In A Fortnight

Publication: China Brief Volume: 7 Issue: 6


At the recent Fifth Session of the 10th National People’s Congress held in Beijing, an admiral from the People’s Liberation Army (PLA) delegation claimed, off-the-record, that China has already begun the research and development (R&D) of an indigenously built aircraft carrier and could complete its construction by 2010. In his comments to the PRC-owned Hong Kong newspaper Wen Wei Po, the admiral further insisted that China reserved the right to develop an aircraft carrier and lambasted those countries (read: the United States) who criticized China’s growing maritime capabilities (Wen Wei Po, March 19). Yet when other flag officers of the delegation were asked to comment upon the issue, the majority of them either denied that there was an aircraft carrier in the R&D pipelines or refused to answer the question altogether. General Zhou Kunren, a former vice admiral and political commissar of the PLA Navy, flatly rebuffed the claims, stating that a Chinese aircraft carrier was simply a myth.

Past statements by high-ranking Chinese officials as well as advancements in China’s maritime power projection capabilities, however, seem to suggest that China intends to develop an aircraft carrier in the near-term, if it has not already begun to do so. In August 2005, PLA Navy deputy commander Admiral Zhang Xusan declared that China, as a major naval power in the region, would soon begin developing its own aircraft carrier. The following year in October, the assistant chairman of China’s National Defense Science and Technology Committee, Sun Laixi, made similar statements, arguing that given China’s long coastline, the development of an aircraft carrier seemed only logical. Just one month later, reports emerged that China had procured two Su-33 advanced fighters, the carrier-borne variant of the Russian Su-27, for flight tests and would ultimately purchase 50 Su-33 fighters (Sankei Shimbun, November 6, 2006).
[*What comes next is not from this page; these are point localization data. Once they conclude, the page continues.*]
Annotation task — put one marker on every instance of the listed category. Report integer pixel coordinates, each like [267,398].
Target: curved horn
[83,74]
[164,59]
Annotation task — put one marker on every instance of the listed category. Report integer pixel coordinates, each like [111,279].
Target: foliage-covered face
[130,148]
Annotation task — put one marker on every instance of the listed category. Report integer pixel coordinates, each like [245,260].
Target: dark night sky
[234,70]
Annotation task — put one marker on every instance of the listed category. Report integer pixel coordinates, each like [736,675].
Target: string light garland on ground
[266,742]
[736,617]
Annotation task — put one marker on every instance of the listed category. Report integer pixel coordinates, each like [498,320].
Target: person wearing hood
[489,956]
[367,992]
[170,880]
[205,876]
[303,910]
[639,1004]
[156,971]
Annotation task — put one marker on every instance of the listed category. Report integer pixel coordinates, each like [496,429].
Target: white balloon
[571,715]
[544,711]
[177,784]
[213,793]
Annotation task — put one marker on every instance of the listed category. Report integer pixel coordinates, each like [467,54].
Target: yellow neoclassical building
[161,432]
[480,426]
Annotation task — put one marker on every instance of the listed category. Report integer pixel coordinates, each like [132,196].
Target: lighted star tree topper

As the final leg of her Northeast Asian tour that included stops in Japan and South Korea, French Defense Minister Michele Alliot-Marie visited China from March 18-19. During her time in Beijing, Alliot-Marie held meetings with Chinese Defense Minister Cao Gangchuan, Central Military Commission Vice Chairman Guo Boxiong and President Hu Jintao. Following her meeting with Hu, Alliot-Marie defended China’s recent 17.8 percent defense budget increase as reasonable and stated that, as a proportion of China’s GDP, the budget was “far less than [those of] equivalent countries in the region” (AFP, March 19). In a joint statement with General Guo, Alliot-Marie also pledged to further strengthen the bilateral military relations between the two countries “by way of reciprocal visits, information exchanges [and] inspecting and learning from each other’s military exercises” (Xinhua, March 19). Reiterating her comments in Tokyo where she had stated, “The ban is nothing but a political and psychological thing,” Alliot-Marie also called for the lifting of the EU arms embargo during her talks with reporters in Beijing. The embargo, she argued, would only hinder the deepening of China-EU relations (Xinhua March 20). Together with Germany, France has been one of the staunchest advocates of lifting the EU arms embargo that was first imposed following the 1989 Tiananmen Massacre.